Architecture - Talend Data Management Platform 5.6

EnrichVersion
5.6
EnrichProdName
Talend Data Management Platform
task
Design and Development
Data Quality and Preparation
Installation and Upgrade
Deployment
Administration and Monitoring
EnrichPlatform
Talend DQ Portal
Talend Activity Monitoring Console
Talend Artifact Repository
Talend Administration Center
Talend Runtime
Talend Log Server
Talend Studio
Talend JobServer
Talend CommandLine

Architecture - Talend Data Management 5.6

This article describes the logical and physical architecture of Talend Data Management product.

The information below also applies to all Talend Platform products that include Data Integration (DI) and Data Quality (DQ), namely:

  • Talend Big Data Platform
  • Talend Platform for Data Services
  • Talend Platform for Data Services with Big Data
  • Talend MDM Platform
  • Talend Platform for MDM with Big Data
  • Talend Platform for Enterprise Integration
  • Talend Platform for Enterprise Integration with Big Data
  • Talend Platform - Universal

High Level Architecture

The figure below shows the logical architecture for the Talend Data Management product. It provides a rich set of data integration and data quality features.

The key capabilities are:

  • Connects to more than 800 data sources and applications, thereby minimizing coding
  • Shared repository facilitates team collaboration
  • Advanced management and monitoring tools simplifies deployment and tuning
  • Easily deploy batch jobs to Amazon EC2
  • Runs natively on Java and SQL (for ELT jobs)

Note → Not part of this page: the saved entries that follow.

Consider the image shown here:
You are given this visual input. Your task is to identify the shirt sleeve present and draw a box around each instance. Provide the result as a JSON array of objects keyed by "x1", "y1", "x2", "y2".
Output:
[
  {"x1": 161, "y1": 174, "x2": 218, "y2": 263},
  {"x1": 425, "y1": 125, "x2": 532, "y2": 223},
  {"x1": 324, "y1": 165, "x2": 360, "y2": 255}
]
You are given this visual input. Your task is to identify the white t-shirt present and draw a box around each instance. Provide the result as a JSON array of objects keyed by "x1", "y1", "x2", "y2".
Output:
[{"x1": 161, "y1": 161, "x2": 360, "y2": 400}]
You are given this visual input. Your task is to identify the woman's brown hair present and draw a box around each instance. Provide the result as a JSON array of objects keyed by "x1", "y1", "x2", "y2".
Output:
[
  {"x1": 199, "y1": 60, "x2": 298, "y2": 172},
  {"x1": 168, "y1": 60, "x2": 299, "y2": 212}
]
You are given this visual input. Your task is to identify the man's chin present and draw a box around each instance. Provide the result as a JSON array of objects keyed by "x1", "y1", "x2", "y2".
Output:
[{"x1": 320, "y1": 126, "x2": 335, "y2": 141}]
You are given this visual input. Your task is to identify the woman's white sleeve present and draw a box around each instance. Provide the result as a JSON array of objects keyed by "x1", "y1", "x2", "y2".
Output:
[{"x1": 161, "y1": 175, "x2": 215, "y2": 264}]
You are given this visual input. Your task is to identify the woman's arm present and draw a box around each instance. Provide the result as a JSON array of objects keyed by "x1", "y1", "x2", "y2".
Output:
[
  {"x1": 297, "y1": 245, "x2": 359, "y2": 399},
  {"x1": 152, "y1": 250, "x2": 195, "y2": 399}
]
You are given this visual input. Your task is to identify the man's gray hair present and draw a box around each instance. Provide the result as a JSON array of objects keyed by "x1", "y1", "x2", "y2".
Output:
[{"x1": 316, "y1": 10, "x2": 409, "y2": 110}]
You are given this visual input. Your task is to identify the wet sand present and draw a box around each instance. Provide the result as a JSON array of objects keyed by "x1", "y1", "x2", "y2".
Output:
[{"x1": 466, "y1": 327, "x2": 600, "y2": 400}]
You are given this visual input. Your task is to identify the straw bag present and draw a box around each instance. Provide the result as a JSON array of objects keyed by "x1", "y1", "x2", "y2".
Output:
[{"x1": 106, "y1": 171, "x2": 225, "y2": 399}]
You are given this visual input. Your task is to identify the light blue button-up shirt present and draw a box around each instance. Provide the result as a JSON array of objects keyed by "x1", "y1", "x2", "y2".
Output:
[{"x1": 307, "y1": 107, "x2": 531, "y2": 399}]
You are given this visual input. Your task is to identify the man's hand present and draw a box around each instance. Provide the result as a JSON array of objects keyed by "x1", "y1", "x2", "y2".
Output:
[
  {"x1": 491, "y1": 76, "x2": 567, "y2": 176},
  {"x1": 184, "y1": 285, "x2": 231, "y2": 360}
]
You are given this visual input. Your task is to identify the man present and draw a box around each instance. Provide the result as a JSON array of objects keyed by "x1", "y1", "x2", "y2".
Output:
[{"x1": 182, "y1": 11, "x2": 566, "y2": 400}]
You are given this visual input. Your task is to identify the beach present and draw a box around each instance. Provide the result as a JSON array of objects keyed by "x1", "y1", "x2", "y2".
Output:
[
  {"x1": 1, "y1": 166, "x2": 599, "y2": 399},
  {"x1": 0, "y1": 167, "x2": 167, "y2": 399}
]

Talend Software Components

Talend Data Management is bundled with the following software components:

  • Talend Studio
  • Talend Administration Center
  • Subversion
  • CommandLine
  • Talend JobServer or Talend Runtime (Runtime contains a JobServer)
  • Talend Activity Monitoring Console
  • Talend Log Server
  • Artifact Repository (Archiva for software update and Nexus/Archiva for publishing compiled artifacts)
  • Talend Data Quality Portal
  • Talend Data Stewardship Console (DSC)

Talend Studio

The Talend Studio is used to develop and build data integration jobs.

The key features are:
  • Business oriented process modelling
  • Graphical Development
  • Broadest Connectivity (900+ components)
  • Real-time debugging
  • Auto Documentation
  • Shared Artifact Repository
  • Monitoring of processes
  • Data profiling and matching

The Talend Studio uses perspectives to focus developers on various tasks. Perspectives present a set of features relevant to the current task. Features are activated by the proper license.

The perspectives are:

  • Integration
  • Mediation (Routing)
  • MDM
  • BPM
  • Profiling
  • Talend Data Mapper
  • Component Designer

The studio is based on Eclipse 3.6 RCP (Rich Client Platform). Only Eclipse plugins allowed by the Talend license can be used within the Talend Studio. All features are license activated.

Talend Administration Center

The Talend Administration Center is a server component that enables the following:
  • Environment Configuration
  • User/Role Administration
  • Project Administration
  • Authorization
  • Tasks Scheduling and Execution (Job Conductor)
  • Monitoring
  • Recovery & Restart of Tasks

The Talend Administration Center (also commonly referred to as TAC) is a web application that can be hosted on Tomcat, JBoss and/or Weblogic. It is a fully compliant web application and comes packaged as a war file. It also controls the access to other Talend applications like the Talend Activity Monitoring Console, Drools Guvnor, Kibana, Talend Artifact Repository and others.

In general, only one Talend Administration Center is needed per Talend environment.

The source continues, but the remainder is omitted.